Redis series of directories
Redis series – distributed lock
Redis series – Cache penetration, cache breakdown, cache avalanche
Why Is Redis so fast?
Redis series — Data Persistence (RDB and AOF)
Redis series – consistent hash algorithm
Redis series – High Availability (Master slave, Sentinel, Cluster)
Redis series – Things and Optimism lock
Redis series — Geospatial: Do you have Lao Wang next door?
Bitmaps: Did you check in today?
What is a Bloom filter?!
Someone once told me, “Ideally, our page jumps need to be instantaneous, and our in-page operations need to be instantaneous. In addition, actions that take more than a snap of a finger should have a progress notification and can be stopped or cancelled at any time for the best user experience.”
So how much time is a moment, a moment, a snap?
According to the Maha Sangha Doctrine:
The moment is a thought, the twenty thoughts are a moment, the twenty seconds are a finger, the twenty fingers are a luo, the twenty luo is an instant, a day and a night are thirty seconds.
So, after careful calculation, an instant is 0.36 seconds, and a split second is 0.018 seconds. One snap lasts 7.2 seconds.
In order to improve user experience and improve website response speed, caching is generally used, and the usual technology selection is Redis.
Today we are going to talk about why Redis is so fast!
Interview questions
“Everyone is using Redis as a cache, so Redis must be fast?” “I asked a classmate who had come in for an interview.
“Yes, because Redis is a completely memory-based operation, it’s fast.” “The interviewee replied.
“Is there any other reason? “I asked with a bad smile. The students on the other side have no idea how to answer.

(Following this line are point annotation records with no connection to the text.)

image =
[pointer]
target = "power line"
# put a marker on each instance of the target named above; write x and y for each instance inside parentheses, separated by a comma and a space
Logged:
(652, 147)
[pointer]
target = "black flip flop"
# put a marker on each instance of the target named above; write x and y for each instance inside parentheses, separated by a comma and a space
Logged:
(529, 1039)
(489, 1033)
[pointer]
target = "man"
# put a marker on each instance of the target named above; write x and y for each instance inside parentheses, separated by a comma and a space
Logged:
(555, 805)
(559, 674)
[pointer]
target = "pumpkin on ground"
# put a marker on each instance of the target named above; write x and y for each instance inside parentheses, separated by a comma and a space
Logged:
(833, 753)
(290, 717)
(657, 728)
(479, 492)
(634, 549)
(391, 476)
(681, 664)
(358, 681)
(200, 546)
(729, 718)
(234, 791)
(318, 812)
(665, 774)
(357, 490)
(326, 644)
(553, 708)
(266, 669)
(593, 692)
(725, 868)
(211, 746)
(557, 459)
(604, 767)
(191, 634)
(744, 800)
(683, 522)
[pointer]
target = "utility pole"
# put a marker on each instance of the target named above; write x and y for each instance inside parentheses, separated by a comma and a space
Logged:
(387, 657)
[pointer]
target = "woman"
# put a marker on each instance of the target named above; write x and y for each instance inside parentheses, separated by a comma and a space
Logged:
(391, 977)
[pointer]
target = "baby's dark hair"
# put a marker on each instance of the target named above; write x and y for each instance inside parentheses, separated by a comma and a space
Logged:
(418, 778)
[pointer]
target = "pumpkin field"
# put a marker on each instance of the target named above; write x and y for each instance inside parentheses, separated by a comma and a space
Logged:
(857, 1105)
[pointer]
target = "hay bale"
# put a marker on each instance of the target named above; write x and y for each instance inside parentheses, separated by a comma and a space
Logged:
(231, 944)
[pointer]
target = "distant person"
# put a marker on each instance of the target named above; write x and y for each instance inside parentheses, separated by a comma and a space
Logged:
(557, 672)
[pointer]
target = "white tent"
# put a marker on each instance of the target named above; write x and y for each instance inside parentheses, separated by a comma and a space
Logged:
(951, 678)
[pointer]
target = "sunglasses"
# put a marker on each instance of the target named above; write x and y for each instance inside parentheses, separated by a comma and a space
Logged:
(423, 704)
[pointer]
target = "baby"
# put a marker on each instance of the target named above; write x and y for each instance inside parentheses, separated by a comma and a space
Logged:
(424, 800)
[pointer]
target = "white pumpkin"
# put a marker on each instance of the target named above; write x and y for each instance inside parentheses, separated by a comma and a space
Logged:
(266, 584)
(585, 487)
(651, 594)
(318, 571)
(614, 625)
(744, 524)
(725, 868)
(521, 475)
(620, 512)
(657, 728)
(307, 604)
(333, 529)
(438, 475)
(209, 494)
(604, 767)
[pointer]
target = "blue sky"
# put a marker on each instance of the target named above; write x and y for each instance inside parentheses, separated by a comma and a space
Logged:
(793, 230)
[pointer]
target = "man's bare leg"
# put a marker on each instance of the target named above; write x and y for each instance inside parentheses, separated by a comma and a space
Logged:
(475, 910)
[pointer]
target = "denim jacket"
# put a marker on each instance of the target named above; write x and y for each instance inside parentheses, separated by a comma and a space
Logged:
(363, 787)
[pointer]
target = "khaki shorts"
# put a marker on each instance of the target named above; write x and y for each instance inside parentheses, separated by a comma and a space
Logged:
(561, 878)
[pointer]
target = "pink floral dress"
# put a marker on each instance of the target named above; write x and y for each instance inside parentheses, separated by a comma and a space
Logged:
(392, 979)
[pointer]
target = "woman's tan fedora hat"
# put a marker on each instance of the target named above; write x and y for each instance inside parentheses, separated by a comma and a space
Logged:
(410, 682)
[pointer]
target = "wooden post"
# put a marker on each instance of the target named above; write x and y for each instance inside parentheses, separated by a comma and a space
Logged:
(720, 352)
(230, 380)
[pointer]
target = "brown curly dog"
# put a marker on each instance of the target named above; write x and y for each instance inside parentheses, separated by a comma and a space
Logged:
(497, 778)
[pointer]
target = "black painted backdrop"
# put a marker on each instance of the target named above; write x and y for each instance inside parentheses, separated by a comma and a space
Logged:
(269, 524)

In the world of computing, caches are everywhere
Browser cache, CPU cache, disk cache, CDN cache, APP cache, database cache…
Why are caches everywhere? Answer in one word: quick!!

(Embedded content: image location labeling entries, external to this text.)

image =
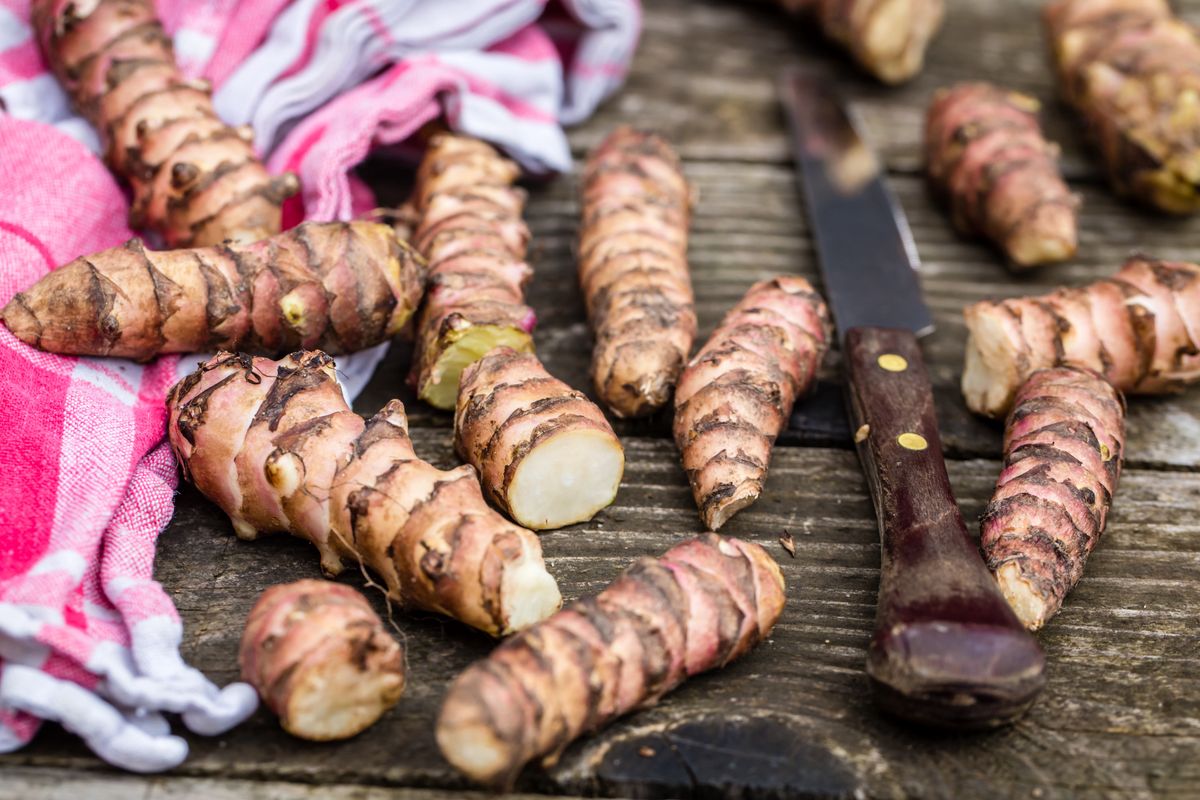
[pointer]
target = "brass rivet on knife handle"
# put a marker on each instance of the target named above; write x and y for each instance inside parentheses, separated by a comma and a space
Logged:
(947, 650)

The browser and App are cached to enable users to access previously accessed pages more quickly and improve user experience. CPU, disk cache, in order to faster processing data, improve the performance of the computer; The database is cached so that the business server can process the business more quickly.

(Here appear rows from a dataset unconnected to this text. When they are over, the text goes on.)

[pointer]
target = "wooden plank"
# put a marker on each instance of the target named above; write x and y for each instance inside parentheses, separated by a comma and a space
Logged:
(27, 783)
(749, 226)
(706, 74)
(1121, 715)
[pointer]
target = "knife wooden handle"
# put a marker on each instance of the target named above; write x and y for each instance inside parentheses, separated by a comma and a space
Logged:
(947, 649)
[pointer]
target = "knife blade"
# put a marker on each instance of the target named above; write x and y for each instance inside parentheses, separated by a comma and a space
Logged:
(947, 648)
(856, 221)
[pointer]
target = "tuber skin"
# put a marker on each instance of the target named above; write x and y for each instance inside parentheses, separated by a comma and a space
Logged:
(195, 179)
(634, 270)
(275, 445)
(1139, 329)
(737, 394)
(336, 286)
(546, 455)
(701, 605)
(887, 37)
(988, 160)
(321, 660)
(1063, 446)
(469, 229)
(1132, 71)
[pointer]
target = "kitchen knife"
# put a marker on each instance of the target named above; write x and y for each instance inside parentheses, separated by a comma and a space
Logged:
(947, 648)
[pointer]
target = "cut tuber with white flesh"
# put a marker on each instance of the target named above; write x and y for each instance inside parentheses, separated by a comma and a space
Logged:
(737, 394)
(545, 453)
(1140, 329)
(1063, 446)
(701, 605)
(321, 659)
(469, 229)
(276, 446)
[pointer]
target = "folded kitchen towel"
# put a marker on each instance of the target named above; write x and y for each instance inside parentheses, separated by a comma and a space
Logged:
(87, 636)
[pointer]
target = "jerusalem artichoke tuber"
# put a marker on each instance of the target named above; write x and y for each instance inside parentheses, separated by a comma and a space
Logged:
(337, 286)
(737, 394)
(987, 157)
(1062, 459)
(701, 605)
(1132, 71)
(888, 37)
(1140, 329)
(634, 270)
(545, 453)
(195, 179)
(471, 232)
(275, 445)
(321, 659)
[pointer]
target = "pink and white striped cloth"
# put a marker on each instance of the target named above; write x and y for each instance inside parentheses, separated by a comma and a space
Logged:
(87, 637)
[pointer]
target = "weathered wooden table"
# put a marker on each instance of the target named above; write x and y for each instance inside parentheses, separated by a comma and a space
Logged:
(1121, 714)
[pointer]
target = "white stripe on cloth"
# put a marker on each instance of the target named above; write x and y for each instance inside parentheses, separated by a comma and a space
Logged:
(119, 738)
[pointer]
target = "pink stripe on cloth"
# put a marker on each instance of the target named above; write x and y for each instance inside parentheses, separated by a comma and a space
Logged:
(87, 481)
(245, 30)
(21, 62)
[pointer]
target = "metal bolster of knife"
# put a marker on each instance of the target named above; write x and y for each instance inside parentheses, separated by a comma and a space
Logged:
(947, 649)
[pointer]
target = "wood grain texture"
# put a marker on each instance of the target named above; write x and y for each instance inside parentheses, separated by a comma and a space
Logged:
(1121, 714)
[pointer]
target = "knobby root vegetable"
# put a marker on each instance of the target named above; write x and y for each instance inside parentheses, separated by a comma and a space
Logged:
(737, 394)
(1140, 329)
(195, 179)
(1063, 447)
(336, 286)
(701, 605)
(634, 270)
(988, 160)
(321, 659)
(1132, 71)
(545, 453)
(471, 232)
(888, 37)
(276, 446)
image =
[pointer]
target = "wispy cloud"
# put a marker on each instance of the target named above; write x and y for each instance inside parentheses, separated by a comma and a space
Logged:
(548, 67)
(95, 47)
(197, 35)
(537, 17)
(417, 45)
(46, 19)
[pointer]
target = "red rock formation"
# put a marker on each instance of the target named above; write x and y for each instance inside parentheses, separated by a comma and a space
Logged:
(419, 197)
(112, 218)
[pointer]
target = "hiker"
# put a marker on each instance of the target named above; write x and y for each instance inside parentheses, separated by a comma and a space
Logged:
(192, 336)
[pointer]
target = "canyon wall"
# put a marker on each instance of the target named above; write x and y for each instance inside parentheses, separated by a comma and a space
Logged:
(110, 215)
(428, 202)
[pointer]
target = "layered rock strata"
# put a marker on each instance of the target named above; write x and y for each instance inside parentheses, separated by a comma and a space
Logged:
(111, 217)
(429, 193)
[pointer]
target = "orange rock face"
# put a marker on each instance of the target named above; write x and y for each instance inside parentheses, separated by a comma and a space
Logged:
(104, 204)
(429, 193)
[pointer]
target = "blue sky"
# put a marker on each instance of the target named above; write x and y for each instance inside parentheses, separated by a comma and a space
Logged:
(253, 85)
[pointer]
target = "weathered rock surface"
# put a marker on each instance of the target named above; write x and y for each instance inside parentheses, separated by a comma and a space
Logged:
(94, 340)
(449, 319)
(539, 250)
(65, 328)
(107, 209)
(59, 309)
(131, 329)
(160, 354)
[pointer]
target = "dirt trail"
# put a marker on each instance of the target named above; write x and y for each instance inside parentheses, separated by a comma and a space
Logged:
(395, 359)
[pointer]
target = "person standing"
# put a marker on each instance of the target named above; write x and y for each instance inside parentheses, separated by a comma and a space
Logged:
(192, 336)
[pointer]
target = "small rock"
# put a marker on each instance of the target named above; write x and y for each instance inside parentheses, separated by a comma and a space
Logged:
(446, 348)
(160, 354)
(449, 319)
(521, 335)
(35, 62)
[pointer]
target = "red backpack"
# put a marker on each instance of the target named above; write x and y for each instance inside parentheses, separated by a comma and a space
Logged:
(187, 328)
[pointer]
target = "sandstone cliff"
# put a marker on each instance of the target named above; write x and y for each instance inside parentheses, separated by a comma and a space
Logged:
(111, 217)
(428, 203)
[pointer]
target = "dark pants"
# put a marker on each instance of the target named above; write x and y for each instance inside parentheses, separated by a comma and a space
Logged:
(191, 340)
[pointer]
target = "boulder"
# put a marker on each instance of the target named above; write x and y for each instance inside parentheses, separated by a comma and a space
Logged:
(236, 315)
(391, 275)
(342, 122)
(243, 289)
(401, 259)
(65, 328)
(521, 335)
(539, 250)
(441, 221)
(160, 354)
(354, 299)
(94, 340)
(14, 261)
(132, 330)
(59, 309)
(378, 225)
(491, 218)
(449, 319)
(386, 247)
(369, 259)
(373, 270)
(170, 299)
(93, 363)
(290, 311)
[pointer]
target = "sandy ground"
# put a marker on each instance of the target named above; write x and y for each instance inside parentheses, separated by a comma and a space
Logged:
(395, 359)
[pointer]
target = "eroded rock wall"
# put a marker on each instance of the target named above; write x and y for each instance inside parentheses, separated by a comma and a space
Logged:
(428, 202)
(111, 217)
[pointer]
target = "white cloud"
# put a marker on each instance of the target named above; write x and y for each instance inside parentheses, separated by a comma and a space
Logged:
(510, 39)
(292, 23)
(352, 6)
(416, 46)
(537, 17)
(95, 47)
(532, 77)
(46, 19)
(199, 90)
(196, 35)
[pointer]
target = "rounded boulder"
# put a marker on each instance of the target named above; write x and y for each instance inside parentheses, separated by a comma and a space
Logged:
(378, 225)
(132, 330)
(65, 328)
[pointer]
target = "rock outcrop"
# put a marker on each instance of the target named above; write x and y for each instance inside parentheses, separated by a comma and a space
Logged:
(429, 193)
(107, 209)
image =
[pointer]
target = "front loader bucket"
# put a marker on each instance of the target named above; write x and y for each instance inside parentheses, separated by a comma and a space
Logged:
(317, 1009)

As a Java programmer, when it comes to caching, Redis comes to mind.
The official documentation explains that The Redis operation is based on memory. CPU is not the bottleneck of Redis performance. The bottleneck of Redis is machine memory and network bandwidth.
Reds is in C, and Reds is extremely good. In the case of a single Redis, the official data is: the read speed is 110000 times /s, and the write speed is 81000 times /s.
However, the threading model of Redis indicates that Redis is single-process, single-threaded. Isn’t it amazing!!
Why is Redis so fast?
First, there are two misunderstandings: first, high-performance servers are not necessarily multi-process, multi-thread; Second, multithreading is not necessarily faster than a single thread, such as a single-core machine.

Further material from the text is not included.